Im Lilla Bommen angekommen, haben wir im prasselnden Regen das Schiff erstmal längseits festgelegt und uns ein Buch geschnappt, um den Regen abzuwarten. Nach ca. 1 h dann haben wir das Schiff wie vom Hafen gewünscht mit dem Bug zum Steg festgemacht und sind in die Stadt.
Erst in eine riesige Mall, mit viel zu vielen Menschen und Geschäften. Dort haben wir lecker bei Saigon Food gegessen und sind dann weiter. Aus der Mall raus, auf einen Patz mit viel zu vielen Bussen und Strassenbahnen. Wo sind die Fahrpläne, an denen täglich nur ein, zwei Busse angekündigt werden? Warum ist das so laut? Die ganze Brücke vibriert von den vorbeifahrenden Bussen und Strassenbahnen. Erschüttert vom Gewusel wünschen wir uns in die Schären zurück. Erst langsam, wir schlendern durch ein paar abseits gelegene Gassen, wird es ein wenig ruhiger. Aber nicht still. Der Lärm der Stadt schleicht bis in die hintersten Winkel, bis hin zum Kronhuset, dem ältesten profanen Gebäude der Stadt. Wir haben genug gesehen und gehört.
Erst als ich heute Abend in der Plicht saß, mit Blick geradeaus auf die Außenseite der Mall, rechts die Oper mit der Promenade, links hinter mir ein großer weißer Viermaster sowie ein schickes glitzerndes Hochhaus und unter mir die vibrierenden Reflektionen der Schiffsmasten im Abendlicht, erst in diesem Moment konnte mir Göteborg wieder näher kommen.[M]

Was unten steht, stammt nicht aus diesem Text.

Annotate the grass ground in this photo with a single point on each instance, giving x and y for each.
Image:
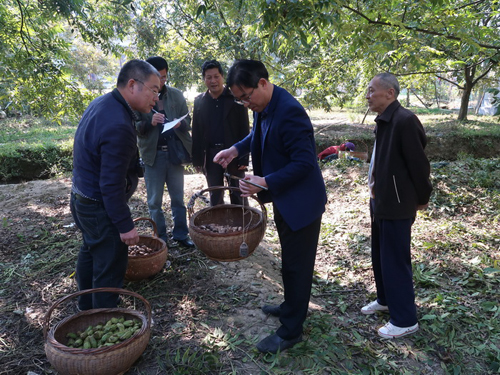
(207, 315)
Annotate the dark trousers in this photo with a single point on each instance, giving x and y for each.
(391, 260)
(298, 254)
(215, 177)
(102, 260)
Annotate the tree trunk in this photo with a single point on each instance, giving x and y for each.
(469, 84)
(436, 94)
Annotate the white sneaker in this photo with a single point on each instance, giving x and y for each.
(373, 307)
(390, 331)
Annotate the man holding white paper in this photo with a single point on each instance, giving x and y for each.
(159, 139)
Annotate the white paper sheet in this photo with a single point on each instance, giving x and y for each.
(171, 124)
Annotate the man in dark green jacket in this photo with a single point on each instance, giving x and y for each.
(399, 186)
(217, 123)
(160, 167)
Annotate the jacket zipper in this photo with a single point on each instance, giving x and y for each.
(396, 188)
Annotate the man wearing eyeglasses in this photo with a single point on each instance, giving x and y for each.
(218, 121)
(104, 178)
(284, 160)
(158, 156)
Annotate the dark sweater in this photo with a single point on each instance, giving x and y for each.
(401, 166)
(104, 157)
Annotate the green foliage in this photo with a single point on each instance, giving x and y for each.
(34, 149)
(36, 59)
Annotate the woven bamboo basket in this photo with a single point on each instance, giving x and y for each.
(110, 360)
(361, 155)
(141, 267)
(226, 246)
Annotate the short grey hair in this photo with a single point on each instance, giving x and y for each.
(388, 81)
(138, 70)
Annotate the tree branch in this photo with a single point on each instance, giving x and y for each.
(420, 30)
(450, 81)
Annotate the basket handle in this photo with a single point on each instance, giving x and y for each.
(155, 229)
(46, 320)
(190, 205)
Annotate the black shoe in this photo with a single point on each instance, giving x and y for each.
(186, 242)
(273, 310)
(274, 343)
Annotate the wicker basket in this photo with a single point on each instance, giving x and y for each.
(226, 246)
(361, 155)
(141, 267)
(110, 360)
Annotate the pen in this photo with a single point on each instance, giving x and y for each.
(247, 181)
(155, 111)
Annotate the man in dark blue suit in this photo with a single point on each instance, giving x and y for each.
(284, 162)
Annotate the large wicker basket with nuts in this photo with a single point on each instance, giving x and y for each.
(144, 265)
(106, 360)
(219, 231)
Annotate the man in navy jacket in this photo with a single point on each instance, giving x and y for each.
(104, 178)
(284, 160)
(399, 186)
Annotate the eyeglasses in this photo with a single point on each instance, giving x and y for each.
(246, 100)
(149, 88)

Ja, mich hält irgendwie nix hier in Göteburg, ich möchte so schnell wie möglich wieder weg. Da die Waschmaschine den Abend durch für uns in Betrieb war, sind wir jetzt wieder mit sauberen Klamotten ausgestattet, also soll es morgen weiter gehen Richtung Süden. Der Wetterbericht verspricht nur noch einzelne Schauer und Wind von Norden, vielleicht können wir morgen mal wieder ein bischen segeln. Wir konnten uns nicht entscheiden, ob wir lieber die Westküste Schwedens runter fahren, oder über den Kategatt nach Dänemark wechseln sollen. Jetzt fahren wir morgen durch die Westschwedischen Inseln nach Gottskär, und danach wahrscheinlich rüber nach Dänemark. Das ist zumindest der Plan, aber der Wettergott und der Klabautermann haben natürlich auch noch ein Wort mitzureden… [T].
Hallo Kanalfahrer,
sind die Sanitärräume in Lilla Edet immer noch Standard 1937 und bei ICA immer noch meterlange Regale mit Küchenpapier und anderen Rollen zu finden. Dafür brauchen die das viele Holz.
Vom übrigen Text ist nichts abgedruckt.